O (Observation): As a prophet, Ezekiel continues to share God’s word regarding the sinfulness of the people and God’s mercy and grace. Notice what instigates God’s mercy: God’s own desire to cleanse God’s people.
This element of grace cannot be overstated! God’s people are not doing a special act! They are not even repentant until they are shown the distance between their actions and God’s grace. They are to look at themselves in the mirror, and see what they truly are: a people who have taken their stature as God’s children for granted.
God decides to sprinkle clean water on God’s people… and to put a new heart and a new spirit in them…God will even give back to God’s people the land they once were given…and it is promised to be like the Eden of old.
God graces God’s people. Not for what they’ve done, but because God desires it.
A (Application): To be sprinkled clean…to be given a new heart and spirit…this is the hope of a Christian baptism. We retain our identity, and yet something has changed. We are transformed. We say we “die with Christ” in baptism, so that we might be raised with Jesus and live a new life.
The sprinkling of water in this text reminds us of baptism. We are also reminded of the fact that baptism is SO MUCH what God does. Then, we live our lives in response to that grace and mercy.
As Lutheran Christians, we baptism at any age. Baptizing adults is the norm from Scripture. The believer makes promises to live into the covenant of baptism. God promises to be present in, with, and under the water, effecting change in the believer. Faith alone makes this sacrament possible.
Martin Luther and cohorts – 500 years ago – reminded the Church that God’s grace was not for sale. And not just this, but that God’s grace was comes to set us free to love and serve our neighbor. This shift causes us to focus less on our own salvation, and more about serving others.
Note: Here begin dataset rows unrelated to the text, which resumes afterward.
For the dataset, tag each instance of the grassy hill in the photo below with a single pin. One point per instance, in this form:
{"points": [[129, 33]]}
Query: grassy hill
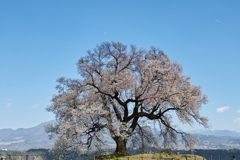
{"points": [[154, 156]]}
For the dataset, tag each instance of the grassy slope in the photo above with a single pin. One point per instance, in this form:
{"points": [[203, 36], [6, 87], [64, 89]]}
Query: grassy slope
{"points": [[161, 156]]}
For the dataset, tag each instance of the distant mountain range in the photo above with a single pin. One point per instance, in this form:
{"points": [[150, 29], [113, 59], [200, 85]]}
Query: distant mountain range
{"points": [[23, 139]]}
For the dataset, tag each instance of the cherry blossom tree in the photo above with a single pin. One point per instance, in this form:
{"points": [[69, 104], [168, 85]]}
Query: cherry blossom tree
{"points": [[124, 91]]}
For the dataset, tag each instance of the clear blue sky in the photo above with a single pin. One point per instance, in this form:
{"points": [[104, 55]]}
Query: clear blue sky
{"points": [[41, 41]]}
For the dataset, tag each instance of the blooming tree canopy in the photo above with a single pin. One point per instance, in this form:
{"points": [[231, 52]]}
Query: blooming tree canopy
{"points": [[120, 91]]}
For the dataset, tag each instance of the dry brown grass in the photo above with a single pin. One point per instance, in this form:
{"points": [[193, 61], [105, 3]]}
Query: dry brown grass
{"points": [[162, 156]]}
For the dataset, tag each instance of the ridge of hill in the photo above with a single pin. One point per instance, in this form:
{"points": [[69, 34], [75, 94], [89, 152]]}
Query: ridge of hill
{"points": [[33, 138]]}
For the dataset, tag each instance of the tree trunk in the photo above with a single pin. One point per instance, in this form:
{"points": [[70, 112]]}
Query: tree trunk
{"points": [[121, 146]]}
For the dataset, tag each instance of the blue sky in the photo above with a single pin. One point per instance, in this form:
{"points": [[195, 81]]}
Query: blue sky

The word from Ezekiel today (though not often used to help explain infant baptism), is yet another example of how far God’s grace reaches. At no point in this text are God’s people repentant. God makes it all pretty clear: I’m doing this for my name, alone. So we believe in infant baptism, as God’s grace – alone – is instilled in us. Parents and baptismal sponors make known their desire to aid the infant or child in their rearing. They promise to raise the child in the faith and to aid them in their faith development. And these actions are all born out of what God has already granted to the child: namely, mercy and grace.
Part of our weekly worship is a time of Confession & Forgiveness. In this rite, we confess our sins, then we hear the words: “in the name of Jesus Christ, you are forgiven of all your sins.” Why these words? These are a reminder of God’s baptismal promise to cleanse us…to give us a new spirit and a new heart.
May today – the 500th anniversary of the Reformation – be a reminder to you that you are forgiven, loved, and made new in Christ Jesus. And may that forgiveness be what inspires you to examine your motives and actions every day.
P (Prayer): Lord, remind us that you are not an angry God, but a God of grace and mercy. Amen.